US Marine Corps News

6/16/2010
By Cpl. R. Logan Kyle, Black Sea Rotational Force

BABADAG TRAINING AREA, Romania -- Marines and Sailors with scout platoon, Headquarters and Service Company, 1st Tank Battalion, are currently partnered alongside Romanian and Ukrainian soldiers at Babadag Training Area, Romania, to conduct the third peacekeeping operation training evolution during the Black Sea Rotational Force 2010 deployment.

Throughout the two-week evolution, the Marines, Romanians and Ukrainians will sharpen their skills in a variety of fields, including the Marine Corps Martial Arts Program, convoy operations, patrolling, combat marksmanship and nonlethal weapons. However, the rigorous peacekeeping operations course is about more than just honing skills, it’s also an opportunity for the three nations to work together as partners.

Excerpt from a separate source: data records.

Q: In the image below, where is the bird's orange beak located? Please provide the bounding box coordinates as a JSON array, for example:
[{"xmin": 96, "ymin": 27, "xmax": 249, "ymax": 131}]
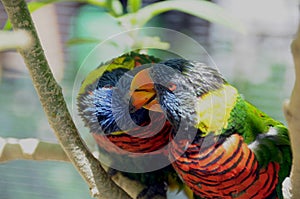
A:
[{"xmin": 130, "ymin": 69, "xmax": 162, "ymax": 112}]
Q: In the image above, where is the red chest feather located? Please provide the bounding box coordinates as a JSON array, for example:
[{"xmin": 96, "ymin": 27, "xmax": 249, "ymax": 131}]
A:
[{"xmin": 171, "ymin": 134, "xmax": 279, "ymax": 199}]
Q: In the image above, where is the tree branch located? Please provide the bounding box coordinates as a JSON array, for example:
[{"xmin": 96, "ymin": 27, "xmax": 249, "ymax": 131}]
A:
[
  {"xmin": 0, "ymin": 137, "xmax": 151, "ymax": 198},
  {"xmin": 0, "ymin": 30, "xmax": 31, "ymax": 51},
  {"xmin": 2, "ymin": 0, "xmax": 130, "ymax": 199},
  {"xmin": 283, "ymin": 16, "xmax": 300, "ymax": 199}
]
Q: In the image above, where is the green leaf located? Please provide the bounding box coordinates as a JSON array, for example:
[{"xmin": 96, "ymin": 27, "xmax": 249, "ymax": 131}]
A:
[
  {"xmin": 3, "ymin": 0, "xmax": 106, "ymax": 30},
  {"xmin": 128, "ymin": 0, "xmax": 142, "ymax": 12},
  {"xmin": 118, "ymin": 0, "xmax": 246, "ymax": 33},
  {"xmin": 66, "ymin": 38, "xmax": 100, "ymax": 46}
]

“This is the first time we’ve worked with our neighbors, the Ukrainians, as well as the Marines,” said Romanian Land Forces 1st Lt. Priciu Volentin, a platoon commander with 341st Battalion. “We want to see what we can learn from both of them.”

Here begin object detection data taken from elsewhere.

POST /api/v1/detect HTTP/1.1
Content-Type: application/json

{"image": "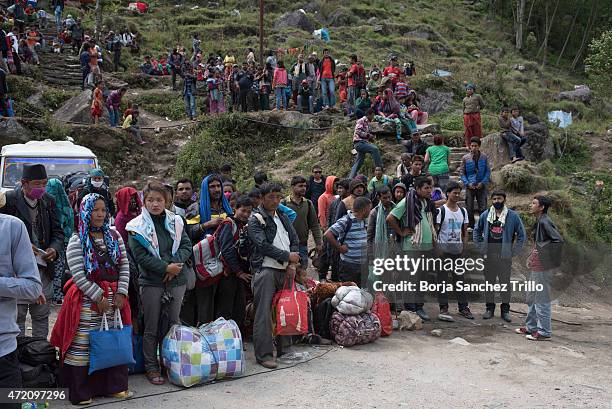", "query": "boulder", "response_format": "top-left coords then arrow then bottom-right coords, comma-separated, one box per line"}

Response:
0,117 -> 34,146
70,125 -> 127,152
555,85 -> 591,105
421,88 -> 454,115
274,10 -> 314,33
53,90 -> 108,123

“We’re here to focus on training for missions in Afghanistan, and I hope we can build a strong partnership with the Ukrainians,” he added.

Ukrainian soldiers said they agree the training opportunity offers a unique opportunity to bolster relationships across borders.

“It’s a very good experience for us to train with Americans and Romanians, and it’s very important to us,” said Ukrainian Army 1st Lt. Aleksander Yasko, a combat training and planning instructor with the 30th Mechanized Infantry Brigade. “We have already learned new techniques we can use when preparing soldiers for combat.

“All of this is very interesting and new for us. We look forward to continuing to build this friendship,” he added.

Since arriving in Romania, the Marines and Sailors of scout platoon have spent the majority of their deployment at Babadag Training Area, and some said they think of Babadag’s pastoral, rolling hills as a home away from home.

“It’s been exciting experiencing the Eastern European culture,” said Lance Cpl. Ryan Hazlitt, an assaultman with scout platoon, H and S Co., 1st Tank Bn. “It’s a pleasant change of scenery from our desert in Twentynine Palms, Calif., but I do miss the comforts of home.”

The Marines have spent the past six weeks working in the Black Sea, Balkan and Caucasus regions to promote regional stability, build enduring partnerships and build partner nations’ military capabilities. The Security Cooperation Marine Air-Ground Task Force is Marine Corps Forces Europe’s commitment to a rotating presence of Marines in Eastern Europe to meet U.S. European Command’s theater security cooperation objectives.

“We’ve had a good time here,” said Hazlitt, a native of Brownwood, Texas. “We’ve had the chance to meet several unique people and build strong bonds at the same time.

“I think we’ll be able to walk away from this deployment with a great sense of satisfaction and a new group of friends,” he added.

The peacekeeping operations training for U.S, Romanian and Ukrainian troops is slated to run through June 24 and will mark the end of the Black Sea Rotational Force’s training at Babadag. Scout platoon is next slated to report to Novo Selo, Bulgaria, in late June to train alongside Bulgarian forces in the final peacekeeping operation training course of the deployment.